Re: Matching and grouping similar words/phrases
Posted: Fri Jul 31, 2009 10:39 am
by Reviresco
Getting mixed results so far. Looking at word/phrase pairings that got Levenshtein numbers of 3 or less (lower is better), sometimes it works great, other times not so great:
Some examples:
acne - add: 3
acne - adhd: 3
acne - aging: 3
acne - all: 3
acne - fitne: 3
brain fog - brain food: 2
colon cancer - colan cancer: 2
colorectal cancer - colel-rectal cancer: 3
death - detox: 3
death - feet: 3
dimentia - dementia: 1
diverliculi - diverticular: 3
diverticulosis - diverticulitis: 2
edema - anemia: 3
exema - anemia: 3
exema - edema: 1
alzheimers - altzheimers: 1
alzheimers - alzheimer: 1
alzheimers - alzhiemers: 2
I must not be trimming my strings properly (I could've sworn I trimmed all white space) -- "colon cancer" and "colan cancer" should only be 1, not 2. Hmmm....
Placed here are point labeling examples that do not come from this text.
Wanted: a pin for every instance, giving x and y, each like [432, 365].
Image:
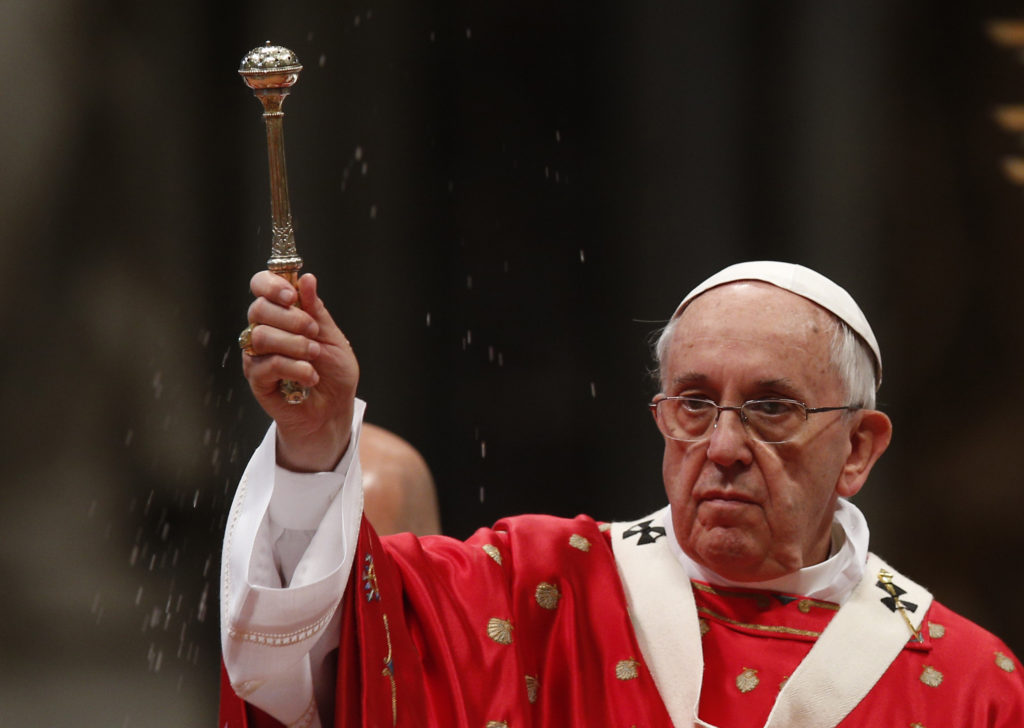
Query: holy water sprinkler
[270, 71]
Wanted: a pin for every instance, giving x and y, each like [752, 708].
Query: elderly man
[751, 600]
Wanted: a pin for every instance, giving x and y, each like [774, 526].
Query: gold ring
[246, 340]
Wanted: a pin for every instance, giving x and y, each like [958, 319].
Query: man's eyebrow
[689, 378]
[780, 384]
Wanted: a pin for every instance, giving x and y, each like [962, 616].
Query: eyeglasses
[769, 421]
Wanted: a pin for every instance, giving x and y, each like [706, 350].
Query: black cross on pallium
[893, 601]
[647, 532]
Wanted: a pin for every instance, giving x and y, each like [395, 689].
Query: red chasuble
[525, 626]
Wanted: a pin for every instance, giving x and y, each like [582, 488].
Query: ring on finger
[246, 340]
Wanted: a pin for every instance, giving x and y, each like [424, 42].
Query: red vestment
[526, 625]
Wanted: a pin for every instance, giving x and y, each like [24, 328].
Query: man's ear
[868, 439]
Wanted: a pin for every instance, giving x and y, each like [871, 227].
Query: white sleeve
[288, 551]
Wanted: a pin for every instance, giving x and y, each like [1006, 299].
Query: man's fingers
[313, 305]
[273, 288]
[265, 339]
[289, 318]
[264, 373]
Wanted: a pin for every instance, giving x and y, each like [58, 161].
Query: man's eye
[770, 408]
[695, 405]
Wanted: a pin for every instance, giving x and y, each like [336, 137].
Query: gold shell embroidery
[628, 669]
[931, 677]
[748, 680]
[579, 542]
[500, 631]
[532, 686]
[1005, 662]
[547, 595]
[492, 551]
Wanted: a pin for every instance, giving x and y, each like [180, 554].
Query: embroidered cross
[647, 532]
[894, 602]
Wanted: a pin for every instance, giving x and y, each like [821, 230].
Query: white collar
[833, 580]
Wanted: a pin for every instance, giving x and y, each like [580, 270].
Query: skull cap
[803, 282]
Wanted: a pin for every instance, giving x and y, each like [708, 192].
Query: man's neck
[833, 580]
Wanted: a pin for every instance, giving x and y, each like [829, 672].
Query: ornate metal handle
[270, 71]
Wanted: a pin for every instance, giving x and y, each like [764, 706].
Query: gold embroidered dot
[748, 680]
[492, 551]
[1005, 662]
[500, 631]
[547, 595]
[532, 686]
[931, 677]
[579, 542]
[628, 669]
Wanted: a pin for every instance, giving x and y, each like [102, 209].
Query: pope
[752, 599]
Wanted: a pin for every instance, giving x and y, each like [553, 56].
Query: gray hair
[850, 356]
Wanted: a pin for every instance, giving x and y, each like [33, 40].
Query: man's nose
[729, 441]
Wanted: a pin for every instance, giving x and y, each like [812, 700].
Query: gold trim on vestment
[532, 688]
[547, 595]
[580, 542]
[763, 598]
[1005, 662]
[777, 629]
[748, 680]
[492, 551]
[931, 677]
[500, 631]
[628, 669]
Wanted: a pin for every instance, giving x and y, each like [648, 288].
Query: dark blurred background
[502, 202]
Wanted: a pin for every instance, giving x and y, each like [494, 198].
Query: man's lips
[726, 498]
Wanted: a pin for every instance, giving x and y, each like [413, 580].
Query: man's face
[748, 510]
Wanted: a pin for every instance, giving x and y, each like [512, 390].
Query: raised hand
[303, 344]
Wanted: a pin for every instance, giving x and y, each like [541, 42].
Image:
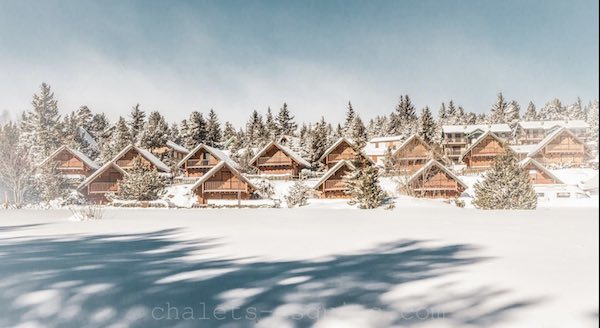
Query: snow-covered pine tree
[298, 194]
[512, 118]
[270, 124]
[530, 113]
[156, 132]
[137, 122]
[350, 116]
[358, 132]
[196, 130]
[40, 127]
[498, 111]
[505, 186]
[390, 161]
[119, 139]
[592, 120]
[213, 129]
[363, 186]
[16, 168]
[552, 110]
[427, 126]
[142, 183]
[285, 122]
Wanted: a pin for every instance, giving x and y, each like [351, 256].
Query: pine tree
[137, 122]
[505, 186]
[363, 186]
[156, 132]
[213, 130]
[498, 112]
[142, 183]
[285, 122]
[196, 130]
[530, 113]
[427, 126]
[358, 132]
[41, 128]
[390, 161]
[350, 116]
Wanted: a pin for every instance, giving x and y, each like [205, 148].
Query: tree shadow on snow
[148, 280]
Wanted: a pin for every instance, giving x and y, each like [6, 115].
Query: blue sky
[236, 56]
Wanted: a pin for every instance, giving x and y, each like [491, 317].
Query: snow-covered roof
[470, 128]
[591, 184]
[551, 137]
[537, 164]
[217, 153]
[216, 169]
[332, 171]
[433, 162]
[83, 157]
[85, 135]
[99, 171]
[523, 149]
[478, 140]
[547, 125]
[144, 153]
[387, 139]
[177, 147]
[292, 154]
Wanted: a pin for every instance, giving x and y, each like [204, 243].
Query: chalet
[532, 132]
[276, 159]
[172, 150]
[376, 148]
[483, 151]
[457, 138]
[201, 159]
[332, 185]
[561, 147]
[222, 182]
[124, 159]
[342, 149]
[71, 164]
[538, 174]
[434, 180]
[412, 154]
[105, 180]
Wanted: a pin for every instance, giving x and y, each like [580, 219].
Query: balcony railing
[340, 157]
[101, 187]
[224, 186]
[200, 163]
[274, 161]
[335, 184]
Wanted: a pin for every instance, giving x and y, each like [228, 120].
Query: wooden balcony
[103, 187]
[339, 157]
[224, 186]
[199, 163]
[335, 184]
[274, 161]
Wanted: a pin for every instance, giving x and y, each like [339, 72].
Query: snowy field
[429, 265]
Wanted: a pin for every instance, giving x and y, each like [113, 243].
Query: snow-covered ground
[422, 264]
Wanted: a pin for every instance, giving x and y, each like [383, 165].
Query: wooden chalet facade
[434, 180]
[104, 180]
[201, 160]
[276, 159]
[560, 148]
[222, 182]
[71, 164]
[342, 150]
[483, 151]
[412, 154]
[538, 174]
[332, 184]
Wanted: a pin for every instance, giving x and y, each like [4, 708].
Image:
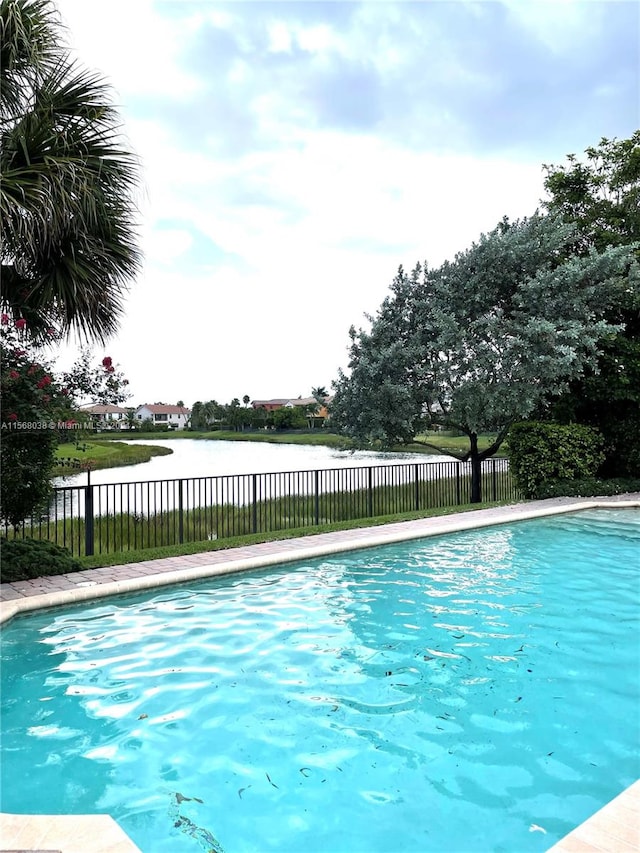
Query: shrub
[588, 488]
[540, 453]
[32, 558]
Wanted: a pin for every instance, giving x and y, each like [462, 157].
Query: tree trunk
[476, 470]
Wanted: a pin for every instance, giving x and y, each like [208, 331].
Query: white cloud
[257, 263]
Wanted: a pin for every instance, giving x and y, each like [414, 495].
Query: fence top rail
[406, 465]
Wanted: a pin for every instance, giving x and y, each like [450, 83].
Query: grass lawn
[94, 455]
[136, 556]
[441, 440]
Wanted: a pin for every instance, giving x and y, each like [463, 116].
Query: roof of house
[162, 409]
[107, 409]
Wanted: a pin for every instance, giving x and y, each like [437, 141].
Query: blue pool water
[474, 692]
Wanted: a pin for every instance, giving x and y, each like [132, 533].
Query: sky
[294, 154]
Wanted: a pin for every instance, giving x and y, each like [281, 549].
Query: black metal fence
[103, 518]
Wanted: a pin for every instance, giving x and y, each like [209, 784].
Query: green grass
[458, 443]
[137, 556]
[442, 441]
[129, 531]
[95, 455]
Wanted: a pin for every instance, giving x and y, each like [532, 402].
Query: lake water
[202, 458]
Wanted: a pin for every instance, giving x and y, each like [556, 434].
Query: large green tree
[67, 211]
[600, 194]
[477, 343]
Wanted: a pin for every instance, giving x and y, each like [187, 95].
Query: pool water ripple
[446, 694]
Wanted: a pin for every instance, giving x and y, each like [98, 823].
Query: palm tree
[67, 211]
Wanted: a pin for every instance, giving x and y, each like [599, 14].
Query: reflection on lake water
[202, 458]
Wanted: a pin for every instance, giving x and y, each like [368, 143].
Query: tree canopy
[67, 211]
[479, 342]
[600, 195]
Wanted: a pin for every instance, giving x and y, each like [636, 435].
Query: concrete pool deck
[613, 829]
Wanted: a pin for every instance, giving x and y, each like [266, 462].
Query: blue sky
[294, 154]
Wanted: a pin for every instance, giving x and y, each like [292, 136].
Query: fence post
[180, 512]
[89, 535]
[254, 508]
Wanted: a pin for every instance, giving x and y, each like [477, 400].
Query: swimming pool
[473, 692]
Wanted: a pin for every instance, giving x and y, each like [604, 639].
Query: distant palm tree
[67, 212]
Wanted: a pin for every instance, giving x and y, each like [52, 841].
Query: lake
[202, 458]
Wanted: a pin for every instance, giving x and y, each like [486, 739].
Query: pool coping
[615, 827]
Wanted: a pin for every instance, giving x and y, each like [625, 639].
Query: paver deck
[613, 829]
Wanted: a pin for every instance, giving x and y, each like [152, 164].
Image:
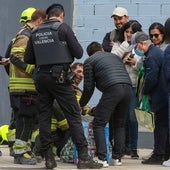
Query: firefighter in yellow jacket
[22, 88]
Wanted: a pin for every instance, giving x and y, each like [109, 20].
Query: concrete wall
[92, 19]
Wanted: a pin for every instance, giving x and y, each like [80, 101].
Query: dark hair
[37, 14]
[159, 26]
[134, 24]
[55, 10]
[93, 47]
[167, 30]
[74, 65]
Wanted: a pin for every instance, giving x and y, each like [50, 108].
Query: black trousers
[48, 90]
[113, 106]
[25, 110]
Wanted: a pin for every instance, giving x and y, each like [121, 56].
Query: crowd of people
[47, 104]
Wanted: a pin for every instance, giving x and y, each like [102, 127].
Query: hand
[131, 60]
[125, 36]
[5, 61]
[111, 43]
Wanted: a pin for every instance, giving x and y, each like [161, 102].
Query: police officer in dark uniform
[52, 47]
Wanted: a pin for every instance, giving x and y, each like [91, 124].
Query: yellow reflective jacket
[21, 80]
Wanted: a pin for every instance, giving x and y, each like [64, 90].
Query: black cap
[54, 6]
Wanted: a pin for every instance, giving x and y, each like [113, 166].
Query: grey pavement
[6, 163]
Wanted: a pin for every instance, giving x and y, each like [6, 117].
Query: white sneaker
[104, 163]
[166, 163]
[115, 162]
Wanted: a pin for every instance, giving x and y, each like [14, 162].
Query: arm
[28, 68]
[120, 49]
[107, 46]
[89, 84]
[152, 66]
[29, 53]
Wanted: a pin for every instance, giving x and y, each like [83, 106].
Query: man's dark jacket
[102, 70]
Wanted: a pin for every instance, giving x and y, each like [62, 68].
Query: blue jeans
[112, 107]
[132, 123]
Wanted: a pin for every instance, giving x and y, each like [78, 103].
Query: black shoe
[134, 154]
[153, 160]
[88, 163]
[50, 162]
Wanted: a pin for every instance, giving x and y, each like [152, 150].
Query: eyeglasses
[154, 35]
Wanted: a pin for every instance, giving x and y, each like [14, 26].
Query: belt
[49, 67]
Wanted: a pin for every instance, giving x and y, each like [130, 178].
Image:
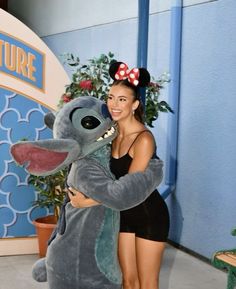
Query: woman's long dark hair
[139, 112]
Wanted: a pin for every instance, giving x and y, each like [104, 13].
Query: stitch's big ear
[49, 119]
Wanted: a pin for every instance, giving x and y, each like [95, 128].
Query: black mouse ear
[113, 69]
[144, 77]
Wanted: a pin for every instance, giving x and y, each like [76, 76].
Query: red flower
[66, 98]
[86, 84]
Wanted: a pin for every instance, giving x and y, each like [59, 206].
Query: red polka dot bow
[132, 75]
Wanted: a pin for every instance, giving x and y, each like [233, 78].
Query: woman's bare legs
[128, 262]
[140, 261]
[149, 257]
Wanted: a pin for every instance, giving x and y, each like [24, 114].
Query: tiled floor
[179, 271]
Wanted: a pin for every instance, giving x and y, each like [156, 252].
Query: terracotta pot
[44, 227]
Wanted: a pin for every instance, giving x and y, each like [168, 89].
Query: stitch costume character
[84, 256]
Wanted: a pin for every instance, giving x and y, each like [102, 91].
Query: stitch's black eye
[90, 122]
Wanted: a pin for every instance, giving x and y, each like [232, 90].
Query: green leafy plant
[93, 79]
[51, 190]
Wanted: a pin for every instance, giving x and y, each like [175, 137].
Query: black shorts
[148, 220]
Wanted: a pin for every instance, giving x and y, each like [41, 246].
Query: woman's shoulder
[145, 139]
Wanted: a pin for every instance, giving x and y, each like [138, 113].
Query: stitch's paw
[39, 272]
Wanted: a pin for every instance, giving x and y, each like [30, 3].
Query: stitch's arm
[121, 194]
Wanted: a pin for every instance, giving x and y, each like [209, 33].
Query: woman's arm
[141, 152]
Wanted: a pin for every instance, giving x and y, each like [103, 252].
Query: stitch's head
[80, 128]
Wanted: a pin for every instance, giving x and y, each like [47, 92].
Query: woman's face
[121, 102]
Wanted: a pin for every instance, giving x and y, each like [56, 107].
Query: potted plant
[51, 193]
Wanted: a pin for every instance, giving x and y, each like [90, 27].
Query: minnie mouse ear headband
[136, 76]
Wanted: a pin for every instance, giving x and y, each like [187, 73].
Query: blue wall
[19, 118]
[203, 206]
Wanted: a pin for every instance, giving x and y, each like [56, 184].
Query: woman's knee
[131, 283]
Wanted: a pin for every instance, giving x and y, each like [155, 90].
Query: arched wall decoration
[32, 81]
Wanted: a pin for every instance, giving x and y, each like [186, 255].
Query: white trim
[18, 246]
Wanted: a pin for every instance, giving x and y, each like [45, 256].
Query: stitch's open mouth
[108, 133]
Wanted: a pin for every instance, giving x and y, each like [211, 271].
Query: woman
[144, 228]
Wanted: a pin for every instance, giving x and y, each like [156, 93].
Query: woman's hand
[79, 200]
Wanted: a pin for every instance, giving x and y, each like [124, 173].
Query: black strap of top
[136, 138]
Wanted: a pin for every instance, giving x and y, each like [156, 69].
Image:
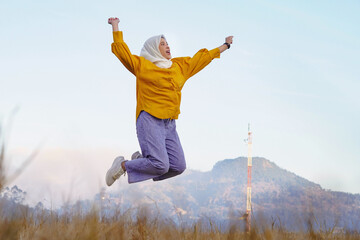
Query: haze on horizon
[292, 72]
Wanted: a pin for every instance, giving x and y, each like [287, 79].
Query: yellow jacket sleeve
[122, 52]
[191, 66]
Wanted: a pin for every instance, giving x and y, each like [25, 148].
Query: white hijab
[151, 52]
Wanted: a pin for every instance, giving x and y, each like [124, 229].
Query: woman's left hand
[229, 39]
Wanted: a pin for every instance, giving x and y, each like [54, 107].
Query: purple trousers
[163, 156]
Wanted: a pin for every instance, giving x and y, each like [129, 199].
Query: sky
[292, 73]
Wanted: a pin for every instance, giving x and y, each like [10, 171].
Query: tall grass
[142, 227]
[75, 224]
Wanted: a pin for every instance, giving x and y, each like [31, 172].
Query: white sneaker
[115, 171]
[136, 155]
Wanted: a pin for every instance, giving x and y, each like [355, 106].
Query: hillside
[220, 194]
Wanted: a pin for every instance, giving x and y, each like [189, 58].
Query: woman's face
[164, 49]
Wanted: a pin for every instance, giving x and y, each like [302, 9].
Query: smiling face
[164, 49]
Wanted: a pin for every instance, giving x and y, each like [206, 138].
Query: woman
[159, 80]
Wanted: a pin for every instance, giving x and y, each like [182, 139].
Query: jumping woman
[159, 80]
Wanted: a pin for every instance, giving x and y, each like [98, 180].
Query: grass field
[127, 226]
[136, 224]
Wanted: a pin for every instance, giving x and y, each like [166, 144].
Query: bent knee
[161, 169]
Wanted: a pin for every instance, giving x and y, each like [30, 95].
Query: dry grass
[143, 227]
[30, 225]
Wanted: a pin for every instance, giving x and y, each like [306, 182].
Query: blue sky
[292, 72]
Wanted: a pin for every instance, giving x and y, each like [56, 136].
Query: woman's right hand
[113, 21]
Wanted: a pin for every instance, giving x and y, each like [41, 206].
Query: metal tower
[248, 195]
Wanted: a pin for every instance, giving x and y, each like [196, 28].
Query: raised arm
[114, 22]
[226, 45]
[121, 50]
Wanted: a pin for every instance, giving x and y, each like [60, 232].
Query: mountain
[278, 197]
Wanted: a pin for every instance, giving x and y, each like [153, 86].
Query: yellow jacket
[158, 90]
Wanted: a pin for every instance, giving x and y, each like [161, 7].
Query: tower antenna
[248, 192]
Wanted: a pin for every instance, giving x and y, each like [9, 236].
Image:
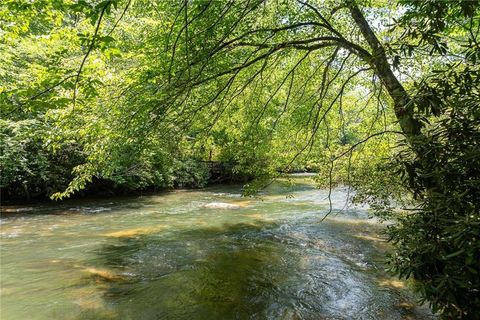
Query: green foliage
[145, 94]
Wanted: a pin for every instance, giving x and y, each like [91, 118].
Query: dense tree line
[381, 96]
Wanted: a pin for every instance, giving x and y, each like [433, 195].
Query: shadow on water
[238, 271]
[226, 273]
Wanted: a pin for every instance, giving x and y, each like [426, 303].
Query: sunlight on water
[208, 254]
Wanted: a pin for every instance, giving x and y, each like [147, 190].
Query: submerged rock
[104, 274]
[135, 232]
[225, 205]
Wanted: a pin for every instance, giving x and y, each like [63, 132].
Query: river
[200, 254]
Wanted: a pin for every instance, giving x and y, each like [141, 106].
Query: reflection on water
[206, 254]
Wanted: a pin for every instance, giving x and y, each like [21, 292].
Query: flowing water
[207, 254]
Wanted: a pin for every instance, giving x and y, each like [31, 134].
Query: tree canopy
[380, 96]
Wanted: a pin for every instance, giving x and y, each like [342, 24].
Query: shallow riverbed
[207, 254]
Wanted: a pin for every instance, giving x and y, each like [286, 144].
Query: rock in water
[222, 205]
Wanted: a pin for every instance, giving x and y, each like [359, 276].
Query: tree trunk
[402, 102]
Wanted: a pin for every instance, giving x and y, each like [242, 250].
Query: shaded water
[188, 255]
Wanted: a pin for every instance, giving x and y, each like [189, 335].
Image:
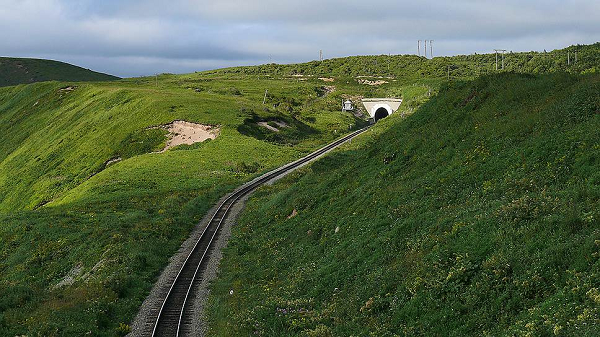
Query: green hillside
[15, 71]
[479, 215]
[67, 214]
[574, 59]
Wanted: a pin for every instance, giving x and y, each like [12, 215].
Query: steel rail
[214, 226]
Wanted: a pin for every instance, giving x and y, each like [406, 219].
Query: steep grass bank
[84, 235]
[477, 215]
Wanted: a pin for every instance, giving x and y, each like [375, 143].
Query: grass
[15, 71]
[477, 215]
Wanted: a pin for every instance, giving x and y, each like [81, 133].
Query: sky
[131, 38]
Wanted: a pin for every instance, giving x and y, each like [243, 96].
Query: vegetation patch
[476, 215]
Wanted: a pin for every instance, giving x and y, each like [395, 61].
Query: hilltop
[576, 59]
[14, 71]
[478, 215]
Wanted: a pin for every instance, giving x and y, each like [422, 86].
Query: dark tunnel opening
[381, 113]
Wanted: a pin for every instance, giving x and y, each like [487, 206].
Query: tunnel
[381, 113]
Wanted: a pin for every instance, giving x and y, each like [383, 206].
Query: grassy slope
[411, 67]
[477, 215]
[15, 71]
[113, 228]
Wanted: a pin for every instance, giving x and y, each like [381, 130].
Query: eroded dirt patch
[373, 83]
[182, 132]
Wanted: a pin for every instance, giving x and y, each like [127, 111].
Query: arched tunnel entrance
[381, 113]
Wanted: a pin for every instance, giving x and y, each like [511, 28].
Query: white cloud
[186, 35]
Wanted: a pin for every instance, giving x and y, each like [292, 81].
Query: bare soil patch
[182, 132]
[367, 82]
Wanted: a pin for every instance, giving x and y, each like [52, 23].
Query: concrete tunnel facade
[379, 108]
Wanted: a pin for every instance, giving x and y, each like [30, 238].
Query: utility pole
[431, 48]
[503, 51]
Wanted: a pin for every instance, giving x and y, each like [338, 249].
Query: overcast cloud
[135, 37]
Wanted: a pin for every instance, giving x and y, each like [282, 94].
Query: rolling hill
[478, 215]
[14, 71]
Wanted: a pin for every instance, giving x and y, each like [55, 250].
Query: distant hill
[576, 59]
[14, 71]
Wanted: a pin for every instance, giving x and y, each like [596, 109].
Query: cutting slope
[15, 71]
[83, 235]
[477, 215]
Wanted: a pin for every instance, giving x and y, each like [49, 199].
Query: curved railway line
[175, 317]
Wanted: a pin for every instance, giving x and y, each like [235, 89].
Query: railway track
[175, 317]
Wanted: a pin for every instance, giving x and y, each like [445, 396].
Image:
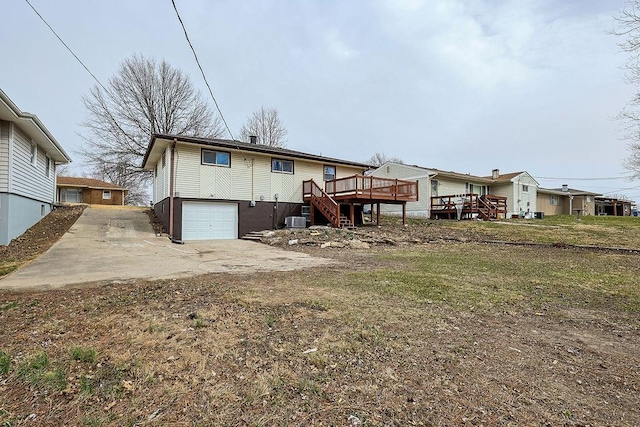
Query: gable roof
[159, 142]
[34, 128]
[463, 176]
[439, 172]
[72, 181]
[504, 177]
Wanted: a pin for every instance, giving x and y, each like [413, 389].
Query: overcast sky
[467, 86]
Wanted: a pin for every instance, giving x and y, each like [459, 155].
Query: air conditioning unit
[295, 222]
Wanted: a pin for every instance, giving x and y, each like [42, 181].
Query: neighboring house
[613, 206]
[29, 155]
[439, 189]
[89, 190]
[224, 189]
[566, 201]
[519, 188]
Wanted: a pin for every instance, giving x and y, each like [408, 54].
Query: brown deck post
[352, 214]
[311, 212]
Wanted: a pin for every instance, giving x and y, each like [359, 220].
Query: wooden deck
[487, 207]
[356, 189]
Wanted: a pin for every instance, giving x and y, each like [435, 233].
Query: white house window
[555, 200]
[329, 173]
[216, 158]
[282, 166]
[34, 154]
[434, 187]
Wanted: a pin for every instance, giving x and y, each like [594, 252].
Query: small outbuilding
[89, 190]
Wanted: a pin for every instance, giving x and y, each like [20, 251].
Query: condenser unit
[295, 222]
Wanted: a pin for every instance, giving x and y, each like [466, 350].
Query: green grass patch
[37, 371]
[497, 277]
[83, 354]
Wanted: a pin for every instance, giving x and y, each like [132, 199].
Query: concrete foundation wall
[17, 214]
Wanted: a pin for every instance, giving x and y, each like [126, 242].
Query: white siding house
[225, 189]
[28, 158]
[431, 183]
[519, 187]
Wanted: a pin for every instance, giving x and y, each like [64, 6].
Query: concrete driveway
[118, 244]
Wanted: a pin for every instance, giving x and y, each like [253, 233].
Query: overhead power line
[583, 179]
[200, 67]
[114, 121]
[65, 45]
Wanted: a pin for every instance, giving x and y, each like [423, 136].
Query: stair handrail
[320, 197]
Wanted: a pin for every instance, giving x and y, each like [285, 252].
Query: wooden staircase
[328, 207]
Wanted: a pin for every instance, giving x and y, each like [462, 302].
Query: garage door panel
[209, 221]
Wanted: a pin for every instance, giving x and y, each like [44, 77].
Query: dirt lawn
[423, 331]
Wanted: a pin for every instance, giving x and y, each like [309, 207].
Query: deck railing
[321, 200]
[486, 206]
[374, 188]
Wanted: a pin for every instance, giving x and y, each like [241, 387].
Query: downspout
[171, 172]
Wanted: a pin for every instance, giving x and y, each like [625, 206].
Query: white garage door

Re: Matching and grouping similar words/phrases
Posted: Fri Jul 31, 2009 10:48 am
by prometheuzz
That's too black-and-white. Besides looking at the Levenshtein distance, you should also take the length of the words into account. And to get more accurate results, you may even want to combine a few of these fuzzy matching algorithms.
Re: Matching and grouping similar words/phrases
Posted: Fri Jul 31, 2009 10:52 am
by andyhoneycutt
I agree. I think combining the phonetic approach using sound_ex could also help -- if it sounds like "asthma", mostly, and is almost written as "asthma" then you've probably got a dead ringer.
Re: Matching and grouping similar words/phrases
Posted: Fri Jul 31, 2009 11:03 am
by prometheuzz
andyhoneycutt wrote:I agree. I think combining the phonetic approach using sound_ex could also help -- if it sounds like "asthma", mostly, and is almost written as "asthma" then you've probably got a dead ringer.
Yes, combining it with a soundex-algorithm should result in far better results.